For ease, we’ve selected our highlights from the debate:
How Scottish Labour should choose its leaders
Both Jim Murphy and Sarah Boyack support One Member, One Vote (OMOV), while Neil Findlay backs the current system.
Murphy says that he’d like to change the way the vote works to make sure everyone’s vote is equal and wants “rid of the parliamentarian’s golden vote”. He suggests moving to the system that was outlined in the Collins Review and will be used in future UK Labour leadership elections.
Findlay says that he likes the link between the Labour Party, groups such as Fabian Society and the Co-op, and trade unions. He says: “Our democracy reflects that and I have no plans to change it.”
Lessons from the referendum
Findlay would not have formed the cross-campaign organisation Better Together, saying that it led to accusations that Labour were in bed with the Tories. He would have favoured Labour simply running a Labour campaign.
Murphy disagrees – he says we needed to ensure we reached beyond our base, which Better Together provided. His criticisms are that we should have been “more confident in our arguments” and not allowed ourselves to be painted as protectors of the status quo.

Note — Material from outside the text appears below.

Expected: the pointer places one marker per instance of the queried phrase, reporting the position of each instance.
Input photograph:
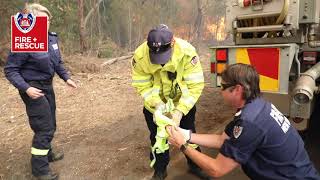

Boyack takes an approach between the two. She thinks a United With Labour campaign should have been more prominent from the start, but run alongside Better Together rather than instead of it. More should have been made of Labour’s devolution proposals.
Winning back voters
With Scottish Labour currently polling so badly, one former member asked how the candidates propose to win back ex-supporters.
Findlay highlights mistakes of the last Labour government, such as Iraq and being seen as too close too business. He says we should build 50,000 new social houses, and support more and better jobs. Murphy says he has three priorities: uniting post-referendum Scotland, increasing prosperity, and reducing poverty. He says campaigning for a living wage and raiding the top rate of tax would be steps towards this. Boyack is excited by the new powers the Smith Commission would hand Holyrood, and says we must now make sure they are used to improve “social, environmental and economic justice”.
Devolution
Sarah Boyack welcomes the Smith Commission, and is pleased that five parties were able to sit down and negotiate a package of improved powers for Scotland. She says “the challenge now is to ensure those new powers are used to get people back to work and use the new powers on benefits to support people with disabilities, older people and those on low incomes.”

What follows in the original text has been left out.